¡Pobre Zapatero! En su actuación televisiva del pasado lunes, la camisa, literalmente, no le llegaba al cuerpo. A lo mejor era un truco del realizador. Como bien saben los expertos en imagen, en tiempos de zozobra conviene presentar a los dirigentes con aspecto demacrado, para que se les note el sin vivir y se les trasluzca la preocupación. Tampoco la corbata le llegaba al cuello, y eso que en algunos momentos se le vio casi ahogado. El público se dirigía a él como “señor Zapatero”, saltándose el Rodríguez a la torera, no sé si para obligarle a bajar de las nubes o para dejarlo a la altura del betún.
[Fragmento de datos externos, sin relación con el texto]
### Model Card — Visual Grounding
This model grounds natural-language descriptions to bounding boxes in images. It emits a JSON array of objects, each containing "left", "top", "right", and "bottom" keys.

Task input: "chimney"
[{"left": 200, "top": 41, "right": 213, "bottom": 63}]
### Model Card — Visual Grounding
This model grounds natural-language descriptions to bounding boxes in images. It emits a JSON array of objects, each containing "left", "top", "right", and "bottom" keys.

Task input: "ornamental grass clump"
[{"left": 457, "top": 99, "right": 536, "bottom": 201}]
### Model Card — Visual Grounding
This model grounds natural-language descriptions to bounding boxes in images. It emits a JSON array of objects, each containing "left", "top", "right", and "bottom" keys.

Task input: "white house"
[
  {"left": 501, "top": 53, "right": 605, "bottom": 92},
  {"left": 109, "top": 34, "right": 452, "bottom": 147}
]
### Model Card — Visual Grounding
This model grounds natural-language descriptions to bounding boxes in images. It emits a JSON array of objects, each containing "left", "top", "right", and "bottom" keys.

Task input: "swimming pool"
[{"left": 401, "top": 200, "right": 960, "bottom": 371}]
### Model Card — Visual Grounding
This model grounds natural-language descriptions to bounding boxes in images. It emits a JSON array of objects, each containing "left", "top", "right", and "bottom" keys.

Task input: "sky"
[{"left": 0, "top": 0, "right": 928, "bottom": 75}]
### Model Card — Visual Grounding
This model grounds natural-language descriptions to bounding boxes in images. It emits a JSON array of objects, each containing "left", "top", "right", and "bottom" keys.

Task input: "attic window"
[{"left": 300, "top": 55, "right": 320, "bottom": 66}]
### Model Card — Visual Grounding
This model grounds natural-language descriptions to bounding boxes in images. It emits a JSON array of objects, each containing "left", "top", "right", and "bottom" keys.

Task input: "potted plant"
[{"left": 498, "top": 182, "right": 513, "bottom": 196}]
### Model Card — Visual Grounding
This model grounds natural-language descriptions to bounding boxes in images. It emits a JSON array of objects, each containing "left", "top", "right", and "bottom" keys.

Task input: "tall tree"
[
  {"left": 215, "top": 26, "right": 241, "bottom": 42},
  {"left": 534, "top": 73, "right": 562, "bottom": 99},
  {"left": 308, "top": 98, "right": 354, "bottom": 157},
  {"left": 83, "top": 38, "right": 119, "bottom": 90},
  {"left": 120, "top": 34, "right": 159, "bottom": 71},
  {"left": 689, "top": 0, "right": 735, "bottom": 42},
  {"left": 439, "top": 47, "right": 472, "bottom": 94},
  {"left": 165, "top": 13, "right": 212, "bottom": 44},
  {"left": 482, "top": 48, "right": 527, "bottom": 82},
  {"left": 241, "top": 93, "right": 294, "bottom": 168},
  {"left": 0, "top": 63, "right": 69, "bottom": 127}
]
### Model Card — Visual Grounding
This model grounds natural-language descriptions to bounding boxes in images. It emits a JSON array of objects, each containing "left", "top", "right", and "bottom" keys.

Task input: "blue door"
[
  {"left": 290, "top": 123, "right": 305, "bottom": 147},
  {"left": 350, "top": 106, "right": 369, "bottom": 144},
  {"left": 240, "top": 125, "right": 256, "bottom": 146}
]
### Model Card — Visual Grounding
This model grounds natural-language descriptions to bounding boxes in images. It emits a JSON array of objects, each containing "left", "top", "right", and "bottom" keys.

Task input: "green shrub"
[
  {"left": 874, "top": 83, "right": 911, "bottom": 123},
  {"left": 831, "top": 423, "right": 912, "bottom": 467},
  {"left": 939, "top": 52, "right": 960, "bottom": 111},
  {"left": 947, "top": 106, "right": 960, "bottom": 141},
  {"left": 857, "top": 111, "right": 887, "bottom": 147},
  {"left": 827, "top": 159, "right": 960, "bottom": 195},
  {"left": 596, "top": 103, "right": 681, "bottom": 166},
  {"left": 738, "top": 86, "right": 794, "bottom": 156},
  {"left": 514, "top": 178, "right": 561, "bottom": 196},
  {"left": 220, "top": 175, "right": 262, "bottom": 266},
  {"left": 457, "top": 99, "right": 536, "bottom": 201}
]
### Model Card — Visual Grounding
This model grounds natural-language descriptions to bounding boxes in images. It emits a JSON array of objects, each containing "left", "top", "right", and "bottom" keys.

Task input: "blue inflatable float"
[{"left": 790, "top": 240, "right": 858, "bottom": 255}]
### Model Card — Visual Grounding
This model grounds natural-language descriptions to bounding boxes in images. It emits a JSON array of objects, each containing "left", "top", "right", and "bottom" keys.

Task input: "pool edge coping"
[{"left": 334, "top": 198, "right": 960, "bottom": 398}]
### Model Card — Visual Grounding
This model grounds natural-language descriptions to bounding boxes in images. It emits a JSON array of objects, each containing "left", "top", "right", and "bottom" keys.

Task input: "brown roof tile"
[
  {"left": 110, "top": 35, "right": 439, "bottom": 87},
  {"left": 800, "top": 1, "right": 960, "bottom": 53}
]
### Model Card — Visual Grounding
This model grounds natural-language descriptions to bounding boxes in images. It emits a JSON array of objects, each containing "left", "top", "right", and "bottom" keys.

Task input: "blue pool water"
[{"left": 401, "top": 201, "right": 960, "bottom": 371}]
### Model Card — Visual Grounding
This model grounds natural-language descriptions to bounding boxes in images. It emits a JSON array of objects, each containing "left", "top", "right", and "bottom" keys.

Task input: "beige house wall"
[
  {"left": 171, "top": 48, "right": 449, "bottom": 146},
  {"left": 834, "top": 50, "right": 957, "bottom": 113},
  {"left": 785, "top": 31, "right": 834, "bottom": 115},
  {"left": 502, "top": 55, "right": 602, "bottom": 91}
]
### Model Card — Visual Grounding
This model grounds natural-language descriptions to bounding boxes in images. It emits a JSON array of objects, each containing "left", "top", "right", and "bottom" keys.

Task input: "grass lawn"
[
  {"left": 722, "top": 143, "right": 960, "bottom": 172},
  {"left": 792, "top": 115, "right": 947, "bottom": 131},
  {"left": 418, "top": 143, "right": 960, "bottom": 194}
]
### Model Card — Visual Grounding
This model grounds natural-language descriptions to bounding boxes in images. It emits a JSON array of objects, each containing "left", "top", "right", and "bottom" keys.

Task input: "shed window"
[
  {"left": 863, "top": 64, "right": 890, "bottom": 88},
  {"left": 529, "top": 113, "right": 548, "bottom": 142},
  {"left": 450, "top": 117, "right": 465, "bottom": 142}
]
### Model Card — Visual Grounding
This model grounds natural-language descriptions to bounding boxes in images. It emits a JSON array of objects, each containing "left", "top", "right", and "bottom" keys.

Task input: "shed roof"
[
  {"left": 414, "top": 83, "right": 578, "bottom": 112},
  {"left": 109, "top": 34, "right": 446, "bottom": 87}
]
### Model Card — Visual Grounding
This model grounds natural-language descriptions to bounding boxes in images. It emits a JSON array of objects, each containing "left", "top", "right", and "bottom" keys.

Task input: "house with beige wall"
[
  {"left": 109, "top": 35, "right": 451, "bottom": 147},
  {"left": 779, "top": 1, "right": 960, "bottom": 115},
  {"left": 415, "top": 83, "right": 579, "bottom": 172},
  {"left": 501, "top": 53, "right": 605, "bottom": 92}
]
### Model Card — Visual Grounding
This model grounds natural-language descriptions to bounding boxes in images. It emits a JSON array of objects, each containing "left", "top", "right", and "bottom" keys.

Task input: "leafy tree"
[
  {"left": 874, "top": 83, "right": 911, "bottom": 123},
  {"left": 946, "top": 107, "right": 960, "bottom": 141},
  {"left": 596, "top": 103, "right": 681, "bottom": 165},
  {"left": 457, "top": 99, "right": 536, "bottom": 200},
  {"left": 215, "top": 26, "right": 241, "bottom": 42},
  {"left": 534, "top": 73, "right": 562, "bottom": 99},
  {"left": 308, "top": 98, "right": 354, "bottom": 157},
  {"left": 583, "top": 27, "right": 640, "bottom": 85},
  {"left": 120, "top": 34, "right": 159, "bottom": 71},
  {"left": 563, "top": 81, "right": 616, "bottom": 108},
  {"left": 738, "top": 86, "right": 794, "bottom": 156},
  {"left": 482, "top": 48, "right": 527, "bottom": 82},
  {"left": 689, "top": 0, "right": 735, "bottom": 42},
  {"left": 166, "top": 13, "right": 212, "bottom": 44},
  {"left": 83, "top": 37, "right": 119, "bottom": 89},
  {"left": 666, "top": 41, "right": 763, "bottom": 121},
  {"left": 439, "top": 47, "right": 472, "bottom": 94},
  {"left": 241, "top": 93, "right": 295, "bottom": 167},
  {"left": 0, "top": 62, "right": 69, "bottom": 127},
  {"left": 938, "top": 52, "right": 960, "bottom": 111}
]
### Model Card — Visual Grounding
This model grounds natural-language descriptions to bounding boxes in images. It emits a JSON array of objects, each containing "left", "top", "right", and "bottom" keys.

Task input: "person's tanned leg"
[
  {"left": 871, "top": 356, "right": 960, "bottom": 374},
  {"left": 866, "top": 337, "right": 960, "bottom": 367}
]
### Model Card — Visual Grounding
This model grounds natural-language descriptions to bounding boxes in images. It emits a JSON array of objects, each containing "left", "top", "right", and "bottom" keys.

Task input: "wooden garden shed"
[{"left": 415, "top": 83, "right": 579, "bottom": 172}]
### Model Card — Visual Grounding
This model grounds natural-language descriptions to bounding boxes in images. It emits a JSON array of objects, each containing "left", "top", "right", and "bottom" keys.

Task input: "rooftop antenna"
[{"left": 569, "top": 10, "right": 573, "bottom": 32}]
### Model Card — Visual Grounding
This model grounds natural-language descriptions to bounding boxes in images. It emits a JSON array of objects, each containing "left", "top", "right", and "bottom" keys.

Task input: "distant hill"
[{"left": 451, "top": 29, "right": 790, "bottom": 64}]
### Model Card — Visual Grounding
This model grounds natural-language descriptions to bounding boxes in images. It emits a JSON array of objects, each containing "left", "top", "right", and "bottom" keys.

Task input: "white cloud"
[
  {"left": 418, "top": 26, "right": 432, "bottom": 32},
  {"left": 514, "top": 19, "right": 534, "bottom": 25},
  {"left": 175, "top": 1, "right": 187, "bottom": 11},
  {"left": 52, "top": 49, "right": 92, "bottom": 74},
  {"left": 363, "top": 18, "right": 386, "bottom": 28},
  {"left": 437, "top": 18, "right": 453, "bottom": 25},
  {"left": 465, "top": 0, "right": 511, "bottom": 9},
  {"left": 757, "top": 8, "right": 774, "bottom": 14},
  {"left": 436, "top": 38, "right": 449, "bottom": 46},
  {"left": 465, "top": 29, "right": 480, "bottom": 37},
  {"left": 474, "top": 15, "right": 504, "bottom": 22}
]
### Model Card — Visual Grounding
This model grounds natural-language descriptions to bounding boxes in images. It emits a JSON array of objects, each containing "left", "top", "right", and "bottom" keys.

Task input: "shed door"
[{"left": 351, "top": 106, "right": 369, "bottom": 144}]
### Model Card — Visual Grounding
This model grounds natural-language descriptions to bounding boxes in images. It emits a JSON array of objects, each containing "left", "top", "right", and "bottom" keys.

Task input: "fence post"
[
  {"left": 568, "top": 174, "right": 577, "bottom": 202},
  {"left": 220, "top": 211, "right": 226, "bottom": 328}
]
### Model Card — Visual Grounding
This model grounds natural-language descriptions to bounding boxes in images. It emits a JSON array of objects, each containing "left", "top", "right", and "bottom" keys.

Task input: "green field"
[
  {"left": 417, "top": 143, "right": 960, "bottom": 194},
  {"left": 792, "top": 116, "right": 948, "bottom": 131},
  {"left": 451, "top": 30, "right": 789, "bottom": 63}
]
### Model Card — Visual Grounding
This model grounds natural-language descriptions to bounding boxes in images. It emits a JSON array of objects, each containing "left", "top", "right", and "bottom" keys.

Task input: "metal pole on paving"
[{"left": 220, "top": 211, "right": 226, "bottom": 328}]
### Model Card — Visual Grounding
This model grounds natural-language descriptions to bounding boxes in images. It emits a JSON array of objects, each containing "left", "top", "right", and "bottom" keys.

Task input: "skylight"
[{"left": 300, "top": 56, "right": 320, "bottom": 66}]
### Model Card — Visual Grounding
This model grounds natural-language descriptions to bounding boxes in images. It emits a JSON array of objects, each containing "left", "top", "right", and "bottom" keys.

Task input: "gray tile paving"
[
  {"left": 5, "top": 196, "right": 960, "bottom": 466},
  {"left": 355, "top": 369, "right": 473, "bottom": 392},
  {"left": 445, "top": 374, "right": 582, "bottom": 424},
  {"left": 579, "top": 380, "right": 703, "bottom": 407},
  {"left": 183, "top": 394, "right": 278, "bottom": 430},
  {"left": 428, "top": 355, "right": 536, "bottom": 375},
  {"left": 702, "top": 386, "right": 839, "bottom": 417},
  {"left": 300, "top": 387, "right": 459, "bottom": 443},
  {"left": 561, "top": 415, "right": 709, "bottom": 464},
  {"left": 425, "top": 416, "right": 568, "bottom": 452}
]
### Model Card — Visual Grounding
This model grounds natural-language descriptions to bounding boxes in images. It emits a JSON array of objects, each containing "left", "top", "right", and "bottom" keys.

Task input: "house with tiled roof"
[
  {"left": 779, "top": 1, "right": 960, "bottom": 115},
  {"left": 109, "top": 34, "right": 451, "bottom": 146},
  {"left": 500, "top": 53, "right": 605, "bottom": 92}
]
Y vaya preguntitas. De las que dan en el blanco. Si no fuera porque todos sabemos que es imposible, pensaríamos que habían sido escogidas a mala leche para no dejar ni un resquicio a la retórica, ni un refugio al sofisma, ni una almohada al ensueño. Pobre Presidente. Él empeñado en machacar el mensaje de la confianza, que se traía almidonado, en fumarse la pipa de la paz, con la que casi se atraganta, y el pueblo a lo suyo, que no es el viento. Steven, mi sobrino, lo habría expresado con juvenil contundencia: “déjate de rollos y larga trapo”.
Pero lo impresionante fueron las caras. Esos rostros duros, tensos, con que los ciudadanos formularon sus preguntas cargadas, y esos rostros incrédulos, perplejos, irónicos o cabizbajos, con que escucharon las respuestas vacías. No eran las caras de la moneda, sino del paro y la incertidumbre, de la necesidad y el hartazgo. La calle, con sus ruidos, estrecheces y sumas. Decía Quevedo que a Don Dinero “gatos le guardan de gatos”. Y que no hay, sin escudos, escudos. Yo he visto con mis ojos, la otra noche, que caras se pagan con caras.